The chondromyxoid fibroma is an exceedingly rare benign tumor, representing less than 1% of all bone tumors. It has a slight male preponderance; males are affected approximately 1.5 times more often than females. Though typically affecting patients during the second and third decades of life, reports of patients who are 50 years and older do exist. With a distinct predilection for the metaphyseal regions of the long bones of the lower extremities, the chondromyxoid fibroma has also commonly been reported in the small bones of the feet and the ilium. Much less common are lesions of the craniofacial bones, ribs, spine, and short tubular bones of the hands and feet. Herein, a case of chondromyxoid fibroma of the mandible is reported.

Case Report

A multilocular radiolucent lesion was noted in the left mandible of a 48-year-old male, and submitted to the UKCD Oral Pathology Biopsy service with a clinico-radiographic differential diagnosis including ameloblastoma and odontogenic keratocyst. Upon histopathologic examination, a fragmented, but pseudolobulated mass composed of myxomatous and chondroid areas with intervening zones of hypercellular mononuclear tissue containing sparse multinucleated giant cells, was appreciated. The myxoid areas contained both plump and stellate spindled cells at the periphery.

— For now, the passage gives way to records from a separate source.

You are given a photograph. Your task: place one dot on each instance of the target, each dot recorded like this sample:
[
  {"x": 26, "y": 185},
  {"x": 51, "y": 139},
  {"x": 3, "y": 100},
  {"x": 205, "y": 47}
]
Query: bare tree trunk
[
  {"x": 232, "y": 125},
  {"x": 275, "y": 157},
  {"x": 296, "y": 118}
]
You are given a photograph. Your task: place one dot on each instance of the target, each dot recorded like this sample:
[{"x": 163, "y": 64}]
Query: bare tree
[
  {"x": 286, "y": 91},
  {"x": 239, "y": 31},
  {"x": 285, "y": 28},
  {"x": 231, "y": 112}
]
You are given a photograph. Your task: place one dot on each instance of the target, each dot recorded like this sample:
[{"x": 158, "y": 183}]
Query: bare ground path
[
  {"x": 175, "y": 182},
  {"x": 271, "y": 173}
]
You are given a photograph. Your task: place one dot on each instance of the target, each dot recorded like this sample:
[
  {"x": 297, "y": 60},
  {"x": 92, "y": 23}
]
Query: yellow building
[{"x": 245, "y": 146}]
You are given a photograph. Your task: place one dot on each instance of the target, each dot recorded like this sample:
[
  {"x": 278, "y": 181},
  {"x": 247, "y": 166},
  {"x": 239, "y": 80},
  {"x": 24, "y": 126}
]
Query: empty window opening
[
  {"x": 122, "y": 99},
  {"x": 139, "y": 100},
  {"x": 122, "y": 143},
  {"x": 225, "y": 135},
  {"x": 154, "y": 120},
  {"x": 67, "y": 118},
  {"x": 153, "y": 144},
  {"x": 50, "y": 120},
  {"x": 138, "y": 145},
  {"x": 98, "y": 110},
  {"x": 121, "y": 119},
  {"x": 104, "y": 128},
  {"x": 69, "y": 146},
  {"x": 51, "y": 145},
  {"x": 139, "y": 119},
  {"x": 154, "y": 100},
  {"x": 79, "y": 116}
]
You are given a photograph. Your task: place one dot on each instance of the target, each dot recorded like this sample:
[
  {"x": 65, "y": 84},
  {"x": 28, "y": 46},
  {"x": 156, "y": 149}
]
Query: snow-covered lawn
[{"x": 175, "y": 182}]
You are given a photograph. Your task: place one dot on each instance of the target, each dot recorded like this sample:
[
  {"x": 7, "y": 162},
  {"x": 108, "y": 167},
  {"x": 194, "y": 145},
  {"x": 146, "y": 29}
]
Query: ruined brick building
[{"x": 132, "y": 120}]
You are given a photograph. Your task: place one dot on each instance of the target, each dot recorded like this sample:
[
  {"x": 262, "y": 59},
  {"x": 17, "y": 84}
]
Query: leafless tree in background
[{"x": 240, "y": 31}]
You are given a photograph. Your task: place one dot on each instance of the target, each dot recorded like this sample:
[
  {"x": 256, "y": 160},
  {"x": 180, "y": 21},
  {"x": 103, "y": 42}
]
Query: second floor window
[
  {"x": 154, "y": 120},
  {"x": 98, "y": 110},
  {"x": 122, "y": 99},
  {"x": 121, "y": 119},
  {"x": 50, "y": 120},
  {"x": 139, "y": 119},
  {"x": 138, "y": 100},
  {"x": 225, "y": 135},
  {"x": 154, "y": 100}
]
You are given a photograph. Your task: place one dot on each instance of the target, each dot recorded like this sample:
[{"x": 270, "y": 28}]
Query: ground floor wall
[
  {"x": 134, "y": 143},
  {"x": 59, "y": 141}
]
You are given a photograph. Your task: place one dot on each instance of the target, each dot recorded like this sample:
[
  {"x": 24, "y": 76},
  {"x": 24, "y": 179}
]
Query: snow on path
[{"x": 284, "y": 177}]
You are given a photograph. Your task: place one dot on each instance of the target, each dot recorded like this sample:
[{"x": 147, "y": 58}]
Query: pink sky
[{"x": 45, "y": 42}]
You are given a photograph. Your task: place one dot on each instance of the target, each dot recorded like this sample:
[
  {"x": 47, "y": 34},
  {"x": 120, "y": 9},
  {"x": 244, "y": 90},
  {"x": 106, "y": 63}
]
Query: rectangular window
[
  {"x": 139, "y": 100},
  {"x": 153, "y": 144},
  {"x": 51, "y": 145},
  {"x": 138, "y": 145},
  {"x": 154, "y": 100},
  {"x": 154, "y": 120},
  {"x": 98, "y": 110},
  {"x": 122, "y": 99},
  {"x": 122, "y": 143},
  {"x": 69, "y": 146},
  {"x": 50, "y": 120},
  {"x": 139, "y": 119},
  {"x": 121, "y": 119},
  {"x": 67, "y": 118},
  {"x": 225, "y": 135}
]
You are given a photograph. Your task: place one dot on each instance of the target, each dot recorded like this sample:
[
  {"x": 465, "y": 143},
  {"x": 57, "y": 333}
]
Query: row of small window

Immunohistochemistry for MDM2 was negative, essentially excluding the possibility of a low-grade central osteosarcoma.

Conclusions

Presentation of this case represents a significant addition to the literature of this rare entity occurring in a distinctly uncommon location, and highlights this entity as a consideration in the histopathological differential diagnosis of myxoid lesions of the craniofacial bones.